The first cell of the body of disciples
The miracle at Cana was “the first of the (seven) signs given by Jesus … He revealed his glory, and his disciples believed in him” (John 2:11).
What about Mary? When did she believe? Her approach to her son, and confidence in him, shows that she believed before the miracle. There is an old principle in theology that what God wants to effect in many people is first accomplished in one. At school we learned to write by copying a headline. Mary was the first believer whose faith drew the miracle from her son. Life in the womb begins when one cell is fertilised. This cell expands, divides and multiplies. Different organs are formed. What amazes me with a newborn baby is the tiny fingernail! Having seen the sign, the disciples believed. The one cell had become many, and the new body began to develop. After the Ascension of her Son, Mary was with the disciples prayerfully awaiting the descent of the Holy Spirit. Then, under the power of the Holy Spirit, the direction-less and timid disciples emerged from the womb and the living Church was born.

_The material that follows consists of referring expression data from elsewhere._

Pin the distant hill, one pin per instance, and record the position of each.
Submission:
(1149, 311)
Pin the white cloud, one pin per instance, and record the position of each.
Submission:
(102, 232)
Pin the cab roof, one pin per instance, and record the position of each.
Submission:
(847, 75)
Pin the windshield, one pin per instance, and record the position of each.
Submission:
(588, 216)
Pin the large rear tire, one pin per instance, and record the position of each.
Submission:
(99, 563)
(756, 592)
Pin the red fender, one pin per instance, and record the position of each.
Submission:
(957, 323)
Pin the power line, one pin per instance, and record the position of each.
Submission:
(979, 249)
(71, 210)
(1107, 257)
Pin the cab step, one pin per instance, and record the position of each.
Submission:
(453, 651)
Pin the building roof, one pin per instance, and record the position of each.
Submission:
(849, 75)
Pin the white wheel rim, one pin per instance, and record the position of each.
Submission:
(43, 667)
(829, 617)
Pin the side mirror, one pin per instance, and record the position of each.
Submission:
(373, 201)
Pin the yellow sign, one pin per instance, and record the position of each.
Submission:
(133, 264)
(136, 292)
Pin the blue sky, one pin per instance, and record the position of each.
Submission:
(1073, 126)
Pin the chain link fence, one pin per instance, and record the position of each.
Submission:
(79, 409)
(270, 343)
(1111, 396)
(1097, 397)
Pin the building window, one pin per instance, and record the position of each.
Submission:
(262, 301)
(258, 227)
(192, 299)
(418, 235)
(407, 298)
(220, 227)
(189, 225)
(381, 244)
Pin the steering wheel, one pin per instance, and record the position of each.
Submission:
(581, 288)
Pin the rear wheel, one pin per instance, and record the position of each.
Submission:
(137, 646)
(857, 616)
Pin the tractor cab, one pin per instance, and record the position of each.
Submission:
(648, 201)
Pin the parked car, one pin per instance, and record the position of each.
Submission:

The number of disciples multiplied rapidly and the number of Christians today is more than a billion. She is Mother of the Church, a title rarely used before the Second Vatican Council.
On the first day of the New Year, we celebrate Mary as the Mother of God and Mother of the Church. We pray that she will intercede for us as she did at Cana. May it be a year of justice and peace … peace in the Ukraine, peace throughout the world, peace in our families and peace in our hearts. Holy Mary, Mother of God and Mother of the Church, pray for us.